I should say here that the current group of UHNWI is successful in preventing any serious democratic challenge to their power not only due to their immense current wealth. Oh, no, the U.S. political system has, from the beginning, been set up to maintain a wealth-favoring status quo. As I wrote back in 2009 in these pages (NN#422):
The framers of the U.S. Constitution were almost entirely of the property-owning class, and were highly aware of the power that they possessed due to their wealth. One of their primary concerns, therefore, was the limiting of the ability of any power greater than themselves [the federal government being the only one] to restrict what they could do with their power.
And, sure enough, Gilens and Page underline the point in their study, saying “Because of the impediments to majority rule that were deliberately built into the U.S. political system—federalism, separation of powers, bicameralism—together with further impediments due to anti-majoritarian congressional rules and procedures, the system has a substantial status quo bias.”
So we see money at work in three ways:
1. Increasingly-concentrated and internationalized wealth shapes national economies via the accountable-only-to-capital international bond markets;
2. Immense private wealth is withheld from use in service to the public at the national level via tax avoidance, and;
3. Wealthy people get their way at every level below those two levels—state, county, municipal—by virtue of the power accruing from their wealth.
Yet one might be forgiven if, in the current political environment, one believes that the greatest threat to our democracy comes from outside our borders.
The reason I have been talking so much about oligarchy is that I believe people who are worried about Russian meddling or who feel threatened by immigration are not seeing the real threat to a just and peaceful world. The biggest threat to the well-being of the overwhelming majority of people in the United States is unaccountable power held by a wealthy few, a few who do everything in their considerable power to preserve the system that secures that power.
But it’s hard to get people excited about anonymous systems of exploitation. It’s far easier for leaders to find scapegoats, to find someone to blame for the fear and anxiety generated when people perceive, however dimly, a threat to their identities.

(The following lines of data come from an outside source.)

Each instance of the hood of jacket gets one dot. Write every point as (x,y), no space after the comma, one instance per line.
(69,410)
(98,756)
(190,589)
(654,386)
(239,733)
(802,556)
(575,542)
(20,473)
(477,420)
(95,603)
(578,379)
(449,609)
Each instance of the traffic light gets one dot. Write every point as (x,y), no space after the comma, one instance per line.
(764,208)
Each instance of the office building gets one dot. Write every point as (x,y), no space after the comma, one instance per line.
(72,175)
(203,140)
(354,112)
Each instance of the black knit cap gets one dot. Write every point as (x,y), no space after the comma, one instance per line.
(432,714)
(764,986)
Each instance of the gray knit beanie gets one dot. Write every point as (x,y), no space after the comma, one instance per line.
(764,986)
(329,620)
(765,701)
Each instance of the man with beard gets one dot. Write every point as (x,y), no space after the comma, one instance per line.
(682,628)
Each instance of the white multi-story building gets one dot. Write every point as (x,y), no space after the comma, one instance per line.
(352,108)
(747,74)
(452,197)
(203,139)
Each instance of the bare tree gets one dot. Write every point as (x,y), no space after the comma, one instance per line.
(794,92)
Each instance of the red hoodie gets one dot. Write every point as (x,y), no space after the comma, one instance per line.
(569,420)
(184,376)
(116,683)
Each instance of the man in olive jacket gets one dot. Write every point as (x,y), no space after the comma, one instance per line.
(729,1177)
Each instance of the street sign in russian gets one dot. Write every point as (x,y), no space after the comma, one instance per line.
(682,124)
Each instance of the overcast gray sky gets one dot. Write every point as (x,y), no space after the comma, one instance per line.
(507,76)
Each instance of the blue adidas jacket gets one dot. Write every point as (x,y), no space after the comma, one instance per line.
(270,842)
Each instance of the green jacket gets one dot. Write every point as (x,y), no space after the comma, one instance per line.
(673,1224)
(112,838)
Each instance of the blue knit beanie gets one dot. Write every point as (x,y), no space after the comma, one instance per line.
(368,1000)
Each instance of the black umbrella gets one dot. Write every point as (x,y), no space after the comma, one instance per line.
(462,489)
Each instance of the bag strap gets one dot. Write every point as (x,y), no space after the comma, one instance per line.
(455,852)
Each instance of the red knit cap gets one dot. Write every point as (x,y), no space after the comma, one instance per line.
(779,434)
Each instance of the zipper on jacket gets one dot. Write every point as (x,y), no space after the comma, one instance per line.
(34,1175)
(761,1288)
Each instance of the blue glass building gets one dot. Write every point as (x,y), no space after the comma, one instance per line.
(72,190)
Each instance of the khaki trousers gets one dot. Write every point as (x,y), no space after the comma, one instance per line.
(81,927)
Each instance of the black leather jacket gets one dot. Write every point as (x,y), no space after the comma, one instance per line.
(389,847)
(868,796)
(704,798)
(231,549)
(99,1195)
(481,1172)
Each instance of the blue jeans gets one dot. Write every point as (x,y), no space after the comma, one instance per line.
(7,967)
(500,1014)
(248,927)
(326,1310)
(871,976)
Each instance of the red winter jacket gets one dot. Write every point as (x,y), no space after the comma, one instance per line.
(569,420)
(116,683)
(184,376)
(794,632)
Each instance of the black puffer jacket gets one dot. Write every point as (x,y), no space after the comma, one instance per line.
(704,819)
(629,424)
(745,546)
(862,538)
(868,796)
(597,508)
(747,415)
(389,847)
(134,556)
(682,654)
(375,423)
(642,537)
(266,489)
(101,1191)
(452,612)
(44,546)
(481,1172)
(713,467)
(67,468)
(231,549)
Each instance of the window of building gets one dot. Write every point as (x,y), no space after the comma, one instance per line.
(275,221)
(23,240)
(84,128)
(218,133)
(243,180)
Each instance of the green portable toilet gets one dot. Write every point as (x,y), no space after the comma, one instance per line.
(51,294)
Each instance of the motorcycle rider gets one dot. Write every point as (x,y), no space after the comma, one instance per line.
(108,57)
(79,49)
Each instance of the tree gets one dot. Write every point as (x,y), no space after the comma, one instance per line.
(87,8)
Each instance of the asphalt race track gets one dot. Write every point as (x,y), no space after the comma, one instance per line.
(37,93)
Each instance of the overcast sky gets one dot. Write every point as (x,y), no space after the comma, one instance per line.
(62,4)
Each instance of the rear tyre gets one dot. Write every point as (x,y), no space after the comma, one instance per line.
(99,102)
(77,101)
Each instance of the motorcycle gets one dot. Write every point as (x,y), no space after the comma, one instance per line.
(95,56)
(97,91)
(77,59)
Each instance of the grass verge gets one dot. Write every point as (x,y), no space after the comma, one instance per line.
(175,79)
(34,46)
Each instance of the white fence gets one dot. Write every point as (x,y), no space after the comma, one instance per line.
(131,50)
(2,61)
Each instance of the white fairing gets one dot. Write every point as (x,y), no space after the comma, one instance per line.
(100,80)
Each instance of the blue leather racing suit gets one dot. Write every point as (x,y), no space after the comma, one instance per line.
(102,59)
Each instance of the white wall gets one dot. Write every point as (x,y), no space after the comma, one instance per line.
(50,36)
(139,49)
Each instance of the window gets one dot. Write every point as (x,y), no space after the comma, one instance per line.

Demagogues feed on fear, a fear of the “other.” I’ll be talking more about “othering” in a future Nygaard Notes, but for now let me point out that an “us” defined as “Americans” is easily manipulated into fearing a “them” that is defined as “foreign,” whether it be scary Russians or scary (dark-skinned) immigrants.
The road to solidarity begins with rejecting the significance of identity based on arbitrary national boundaries, and the racist narrative that goes with it. A future with a place for everyone is possible, but we have to start by moving beyond the thing-oriented system that we call Capitalism. Beyond that is a system of love and solidarity, one where everyone has a place and everyone belongs. But it won’t just happen. We’ll have to build it together.